Notes: B = unstandardized partial regression coefficient; 95% CI = 95% confidence interval. All models were adjusted for age, gender, education, marital status, and total sedentary behavior time. Only one sedentary behavior variable was included per model plus covariates.

*p < .05. **p < .01.

Associations of Different Domains of Sedentary Behavior With Social Capital Scores (a-Path)

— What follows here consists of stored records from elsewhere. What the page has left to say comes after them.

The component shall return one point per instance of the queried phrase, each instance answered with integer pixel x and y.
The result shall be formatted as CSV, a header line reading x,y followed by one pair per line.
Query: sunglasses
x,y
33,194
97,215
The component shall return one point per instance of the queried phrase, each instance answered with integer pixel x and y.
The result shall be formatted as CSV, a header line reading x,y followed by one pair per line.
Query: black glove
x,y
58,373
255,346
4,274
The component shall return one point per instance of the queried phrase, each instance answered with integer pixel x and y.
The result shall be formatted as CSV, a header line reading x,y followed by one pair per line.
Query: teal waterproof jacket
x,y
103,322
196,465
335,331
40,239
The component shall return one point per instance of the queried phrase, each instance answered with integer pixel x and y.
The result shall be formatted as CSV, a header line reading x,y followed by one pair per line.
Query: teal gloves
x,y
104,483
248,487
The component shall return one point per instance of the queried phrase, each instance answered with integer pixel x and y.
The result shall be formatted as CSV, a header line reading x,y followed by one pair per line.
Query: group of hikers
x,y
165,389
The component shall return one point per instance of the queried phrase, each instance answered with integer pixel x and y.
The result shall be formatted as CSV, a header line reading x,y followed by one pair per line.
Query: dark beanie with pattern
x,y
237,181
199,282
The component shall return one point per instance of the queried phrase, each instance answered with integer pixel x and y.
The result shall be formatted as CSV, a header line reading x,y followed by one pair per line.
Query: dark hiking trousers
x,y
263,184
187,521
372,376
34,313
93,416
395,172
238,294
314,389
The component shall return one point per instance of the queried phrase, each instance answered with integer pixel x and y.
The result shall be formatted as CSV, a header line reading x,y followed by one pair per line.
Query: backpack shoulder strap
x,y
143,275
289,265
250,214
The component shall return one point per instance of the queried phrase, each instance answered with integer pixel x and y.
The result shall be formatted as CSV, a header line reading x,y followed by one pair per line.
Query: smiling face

As shown in Table 3, longer time spent in other leisure activities was significantly associated with higher scores for activities with neighbors among both the adults (B = 0.229; 95% CI: 0.081, 0.378; p < .01) and older adults (B = 0.255; 95% CI: 0.132, 0.378; p < .01). Conversely, longer time spent on television viewing was significantly associated with lower scores for activities with neighbors among the older adults (B = –0.161; 95% CI: –0.239, –0.082; p < .01).

Table 3.

Indirect Effects of Six Different Domains of Sedentary Behavior on Happiness Through Social Capital

Variable c′-Path
B (95% CI)
a-Path
B (95% CI)
b-Path
B (95% CI)
Indirect effect (a × b)
B (95% CI)
Proportion mediation (%)
20–64 years
 Television viewing
  Social cohesion −0.017 (−0.033, −0.001)* −0.006 (−0.078, 0.065) 0.059 (0.048, 0.069)** 0.000 (−0.005, 0.004)
  Activities with neighbors −0.018 (−0.034, −0.001)* 0.004 (−0.083, 0.091) 0.030 (0.021, 0.039)** 0.000 (−0.003, 0.003)
 Cell phone and computer use
  Social cohesion −0.032 (−0.057, −0.007)* 0.025 (−0.085, 0.136) 0.059 (0.048, 0.069)** 0.002 (−0.005, 0.008)
  Activities with neighbors −0.030 (−0.055, −0.004)* −0.037 (−0.171, 0.098) 0.030 (0.021, 0.039)** −0.001 (−0.005, 0.003)
 Other leisure activities
  Social cohesion 0.054 (0.026, 0.082)** 0.066 (−0.056, 0.188) 0.059 (0.048, 0.069)** 0.004 (−0.004, 0.014)
  Activities with neighbors 0.051 (0.023, 0.080)** 0.229 (0.081, 0.378)** 0.030 (0.021, 0.039)** 0.007 (0.002, 0.013)* 11.9
65 years and older
 Television viewing
  Social cohesion −0.016 (−0.032, −0.002)* 0.004 (−0.066, 0.074) 0.045 (0.035, 0.056)** 0.000 (−0.003, 0.003)
  Activities with neighbors −0.011 (−0.027, 0.004) −0.161 (−0.239, −0.082)** 0.031 (0.021, 0.040)** −0.005 (−0.008, −0.002)* 31.9
 Other leisure activities
  Social cohesion 0.039 (0.015, 0.062)** −0.025 (−0.134, 0.085) 0.045 (0.035, 0.056)** −0.001 (−0.008, 0.006)
  Activities with neighbors 0.030 (0.006, 0.053)* 0.255 (0.132, 0.378)** 0.031 (0.021, 0.040)** 0.008 (0.003, 0.014)* 21.4

Notes: B = unstandardized partial regression coefficient; 95% CI = 95% confidence interval. c′-path = associations of time spent in six domains of sedentary behavior with happiness adjusted for covariates and potential mediators; a-path = associations time spent in six domains of sedentary behavior with potential mediators adjusted for covariates; b-path = associations of potential mediators with happiness adjusted for covariates. Covariates were age, gender, education, marital status, length of residence in the current address, and total sedentary behavior time.

*p < .05. **p < .01.

Associations of Social Capital Scores With Happiness (b-Path)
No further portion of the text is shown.